Wawako Marfendi dan Ny. Eva Marfendi sambut warga bersilaturrahmi kerumah dinas, foto N
Wawako Marfendi dan Ny. Eva Marfendi sambut warga bersilaturrahmi kerumah dinas, foto N

Menurut Marfendi, pada hari Tasyrik yang dimulai 10- 14 Zulhijjah 1445 H, adalah momen yang tepat untuk kita saling berbagi daging kurban dan menolong sesama saudara yang tertimpa musibah.

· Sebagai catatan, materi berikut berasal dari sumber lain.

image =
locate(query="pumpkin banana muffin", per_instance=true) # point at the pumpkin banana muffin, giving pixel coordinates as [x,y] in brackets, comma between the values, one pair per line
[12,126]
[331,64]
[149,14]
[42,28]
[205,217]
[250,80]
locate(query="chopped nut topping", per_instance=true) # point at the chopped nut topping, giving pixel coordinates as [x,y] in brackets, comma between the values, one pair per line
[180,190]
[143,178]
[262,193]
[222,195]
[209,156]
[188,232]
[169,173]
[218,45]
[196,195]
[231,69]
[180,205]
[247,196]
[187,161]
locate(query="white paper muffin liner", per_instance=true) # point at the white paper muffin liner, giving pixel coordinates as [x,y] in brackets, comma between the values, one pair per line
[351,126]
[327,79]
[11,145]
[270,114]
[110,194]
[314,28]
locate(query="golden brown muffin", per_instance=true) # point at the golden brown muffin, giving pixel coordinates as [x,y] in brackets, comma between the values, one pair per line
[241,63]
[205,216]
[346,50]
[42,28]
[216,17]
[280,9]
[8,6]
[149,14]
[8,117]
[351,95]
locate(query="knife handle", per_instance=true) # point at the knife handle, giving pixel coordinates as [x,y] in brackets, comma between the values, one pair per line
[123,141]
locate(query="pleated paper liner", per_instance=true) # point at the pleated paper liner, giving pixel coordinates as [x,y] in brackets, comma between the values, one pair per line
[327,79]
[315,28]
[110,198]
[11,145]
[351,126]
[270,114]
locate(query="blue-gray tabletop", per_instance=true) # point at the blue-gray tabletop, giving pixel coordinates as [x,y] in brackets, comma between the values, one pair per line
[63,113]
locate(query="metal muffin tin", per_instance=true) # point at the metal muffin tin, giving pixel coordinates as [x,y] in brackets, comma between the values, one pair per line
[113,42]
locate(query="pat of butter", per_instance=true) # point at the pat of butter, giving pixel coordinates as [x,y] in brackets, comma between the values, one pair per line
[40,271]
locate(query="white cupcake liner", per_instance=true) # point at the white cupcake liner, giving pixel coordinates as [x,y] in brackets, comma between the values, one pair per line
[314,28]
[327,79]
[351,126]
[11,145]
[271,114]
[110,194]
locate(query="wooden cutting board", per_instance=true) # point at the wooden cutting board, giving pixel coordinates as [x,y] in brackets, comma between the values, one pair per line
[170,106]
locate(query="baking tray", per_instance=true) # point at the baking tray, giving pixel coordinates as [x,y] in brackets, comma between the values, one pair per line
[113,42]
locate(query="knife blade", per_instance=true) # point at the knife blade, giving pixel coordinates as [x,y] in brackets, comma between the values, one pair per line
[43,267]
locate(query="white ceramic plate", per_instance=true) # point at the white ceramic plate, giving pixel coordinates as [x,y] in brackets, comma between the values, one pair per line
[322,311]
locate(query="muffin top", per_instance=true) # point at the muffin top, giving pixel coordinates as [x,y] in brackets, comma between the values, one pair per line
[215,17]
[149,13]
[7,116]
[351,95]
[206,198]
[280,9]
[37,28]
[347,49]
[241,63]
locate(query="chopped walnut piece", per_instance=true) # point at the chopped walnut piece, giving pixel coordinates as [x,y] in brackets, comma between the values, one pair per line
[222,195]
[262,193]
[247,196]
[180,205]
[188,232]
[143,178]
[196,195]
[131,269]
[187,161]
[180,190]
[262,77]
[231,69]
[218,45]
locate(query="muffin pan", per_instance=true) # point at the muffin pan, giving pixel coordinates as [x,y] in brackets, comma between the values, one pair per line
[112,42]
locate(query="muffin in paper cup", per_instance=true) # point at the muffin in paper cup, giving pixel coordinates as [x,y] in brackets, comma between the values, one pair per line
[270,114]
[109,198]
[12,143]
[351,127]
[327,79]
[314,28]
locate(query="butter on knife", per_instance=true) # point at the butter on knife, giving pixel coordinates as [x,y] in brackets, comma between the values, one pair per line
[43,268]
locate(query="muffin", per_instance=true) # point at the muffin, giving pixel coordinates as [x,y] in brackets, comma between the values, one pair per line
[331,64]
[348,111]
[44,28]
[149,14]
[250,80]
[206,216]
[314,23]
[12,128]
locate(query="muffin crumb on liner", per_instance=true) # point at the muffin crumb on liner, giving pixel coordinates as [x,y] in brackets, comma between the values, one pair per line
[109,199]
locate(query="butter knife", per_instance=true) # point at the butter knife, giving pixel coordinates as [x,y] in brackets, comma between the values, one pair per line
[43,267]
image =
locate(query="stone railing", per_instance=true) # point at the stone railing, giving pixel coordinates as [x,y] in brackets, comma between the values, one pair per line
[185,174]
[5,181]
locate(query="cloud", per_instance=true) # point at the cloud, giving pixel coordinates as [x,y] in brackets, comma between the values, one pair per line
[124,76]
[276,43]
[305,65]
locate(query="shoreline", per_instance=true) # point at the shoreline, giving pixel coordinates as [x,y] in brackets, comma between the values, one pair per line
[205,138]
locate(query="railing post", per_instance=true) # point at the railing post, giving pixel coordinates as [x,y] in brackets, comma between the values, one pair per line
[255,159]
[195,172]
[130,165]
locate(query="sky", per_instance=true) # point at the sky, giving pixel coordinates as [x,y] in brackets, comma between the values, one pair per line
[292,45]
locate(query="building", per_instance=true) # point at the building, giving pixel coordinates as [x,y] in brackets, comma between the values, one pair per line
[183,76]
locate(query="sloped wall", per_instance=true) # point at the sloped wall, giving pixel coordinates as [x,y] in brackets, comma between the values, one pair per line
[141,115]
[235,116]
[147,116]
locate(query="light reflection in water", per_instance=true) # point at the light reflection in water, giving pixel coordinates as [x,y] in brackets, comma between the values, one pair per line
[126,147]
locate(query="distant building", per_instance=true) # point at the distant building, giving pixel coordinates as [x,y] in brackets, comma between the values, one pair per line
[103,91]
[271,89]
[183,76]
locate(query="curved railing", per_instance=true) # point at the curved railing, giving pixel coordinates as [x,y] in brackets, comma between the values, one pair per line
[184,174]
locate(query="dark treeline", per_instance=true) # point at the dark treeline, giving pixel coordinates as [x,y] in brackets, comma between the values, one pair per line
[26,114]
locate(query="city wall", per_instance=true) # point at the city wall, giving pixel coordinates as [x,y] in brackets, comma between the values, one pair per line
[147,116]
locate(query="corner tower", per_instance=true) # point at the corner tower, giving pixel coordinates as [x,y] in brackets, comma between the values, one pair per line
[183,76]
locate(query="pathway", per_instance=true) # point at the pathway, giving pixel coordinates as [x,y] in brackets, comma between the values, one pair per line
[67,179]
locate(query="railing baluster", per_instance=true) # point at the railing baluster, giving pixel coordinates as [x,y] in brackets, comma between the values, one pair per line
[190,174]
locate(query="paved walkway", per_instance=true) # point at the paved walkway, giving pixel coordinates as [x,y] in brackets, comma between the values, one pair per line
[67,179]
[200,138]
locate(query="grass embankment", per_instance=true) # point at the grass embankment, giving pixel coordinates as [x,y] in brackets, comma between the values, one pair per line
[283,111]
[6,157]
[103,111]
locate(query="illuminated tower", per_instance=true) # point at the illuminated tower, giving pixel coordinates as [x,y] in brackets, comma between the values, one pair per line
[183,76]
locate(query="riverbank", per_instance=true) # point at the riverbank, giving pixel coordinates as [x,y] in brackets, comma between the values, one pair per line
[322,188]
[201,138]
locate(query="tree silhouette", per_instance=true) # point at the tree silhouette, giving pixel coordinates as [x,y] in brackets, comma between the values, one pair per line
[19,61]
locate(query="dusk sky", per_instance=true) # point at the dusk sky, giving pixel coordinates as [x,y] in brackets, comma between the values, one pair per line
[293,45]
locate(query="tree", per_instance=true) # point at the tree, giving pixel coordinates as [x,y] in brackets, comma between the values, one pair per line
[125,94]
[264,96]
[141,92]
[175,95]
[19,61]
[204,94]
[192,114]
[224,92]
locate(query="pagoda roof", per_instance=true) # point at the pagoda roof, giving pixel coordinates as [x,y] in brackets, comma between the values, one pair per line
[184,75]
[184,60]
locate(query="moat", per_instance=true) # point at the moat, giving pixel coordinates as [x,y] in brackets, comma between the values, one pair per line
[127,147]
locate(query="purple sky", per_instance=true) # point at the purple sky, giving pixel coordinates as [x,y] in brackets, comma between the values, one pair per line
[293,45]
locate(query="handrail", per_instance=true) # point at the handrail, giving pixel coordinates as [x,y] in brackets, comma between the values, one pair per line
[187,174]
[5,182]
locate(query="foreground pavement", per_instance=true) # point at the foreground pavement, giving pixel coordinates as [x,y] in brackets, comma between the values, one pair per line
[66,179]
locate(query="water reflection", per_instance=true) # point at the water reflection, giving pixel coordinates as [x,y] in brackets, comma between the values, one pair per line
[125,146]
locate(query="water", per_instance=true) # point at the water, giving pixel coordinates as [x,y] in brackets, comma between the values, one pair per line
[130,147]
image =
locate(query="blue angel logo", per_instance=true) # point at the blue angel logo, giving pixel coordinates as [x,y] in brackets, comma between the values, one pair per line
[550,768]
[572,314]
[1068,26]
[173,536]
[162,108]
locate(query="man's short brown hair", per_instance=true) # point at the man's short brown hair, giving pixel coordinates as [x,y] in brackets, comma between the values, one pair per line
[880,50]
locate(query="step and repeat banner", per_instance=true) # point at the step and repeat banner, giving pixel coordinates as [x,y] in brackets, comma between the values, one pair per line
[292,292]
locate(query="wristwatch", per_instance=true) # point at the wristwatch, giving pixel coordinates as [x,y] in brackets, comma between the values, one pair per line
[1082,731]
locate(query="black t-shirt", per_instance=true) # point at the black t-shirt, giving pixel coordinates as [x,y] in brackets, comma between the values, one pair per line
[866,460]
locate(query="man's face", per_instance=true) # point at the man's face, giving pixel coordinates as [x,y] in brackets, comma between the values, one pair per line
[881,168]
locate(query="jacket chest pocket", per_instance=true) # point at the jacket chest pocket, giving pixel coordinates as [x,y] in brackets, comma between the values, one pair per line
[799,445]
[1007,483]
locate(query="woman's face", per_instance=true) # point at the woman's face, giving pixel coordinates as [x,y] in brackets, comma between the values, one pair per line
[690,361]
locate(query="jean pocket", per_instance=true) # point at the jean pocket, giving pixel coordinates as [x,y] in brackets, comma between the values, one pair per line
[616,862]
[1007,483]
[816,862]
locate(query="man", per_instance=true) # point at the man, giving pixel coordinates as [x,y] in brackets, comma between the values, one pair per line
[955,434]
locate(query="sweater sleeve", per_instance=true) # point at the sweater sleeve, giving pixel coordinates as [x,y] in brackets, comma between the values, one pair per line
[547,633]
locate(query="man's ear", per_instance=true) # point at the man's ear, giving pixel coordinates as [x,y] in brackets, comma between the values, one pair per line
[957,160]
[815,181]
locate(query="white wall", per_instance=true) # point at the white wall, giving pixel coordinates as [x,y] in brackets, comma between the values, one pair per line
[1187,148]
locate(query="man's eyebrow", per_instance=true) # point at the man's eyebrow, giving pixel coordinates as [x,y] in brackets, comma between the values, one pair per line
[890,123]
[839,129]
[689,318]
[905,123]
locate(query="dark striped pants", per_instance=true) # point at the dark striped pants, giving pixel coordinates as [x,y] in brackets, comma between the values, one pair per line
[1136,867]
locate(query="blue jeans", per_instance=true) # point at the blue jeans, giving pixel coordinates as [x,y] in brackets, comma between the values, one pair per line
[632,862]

Baca juga: Hari Jadi Museum Rumah Gadang Nan Baanjuang ke-89, Wadah Utama Pelestarian Benda Cagar Budaya

Ia mengatakan, pada Idul Adha tahun ini, Kota Bukittinggi secara keseluruhan ada 1000 ekor sapi dan 60 an kambing yang terdata di Panitia Qurban Hari Besar Islam (HBI).

"Antusias masyarakat Kota Bukittinggi dalam ber qurban ini cukup bagus dari tahun ketahunnya, walau harga-harga bahan pokok dipasaran cukup melambung," sebutnya.

Terkait tentang Big Isue Penyakit masyarakat (Pekat) Kota Bukittinggi, masalah moral, maksiat ini harus diberantas secara bersama dengan bergandengan tangan peran serta masyarakat. Tidak mungkin dilakukan oleh pemerintahan saja, Bukittinggi kota yang ramai dengan pendatang dari luar, perlu bagi keluarga-keluarga yang ada untuk memperhatikan anak keturunannya.

Disamping itu, ucapnya, kemaren Niniak mamak, dan masyarakat hukum adat Kurai, untuk menolak hal-hal yang berkaitan dengan LGBT, Sex bebas dan sebagainya.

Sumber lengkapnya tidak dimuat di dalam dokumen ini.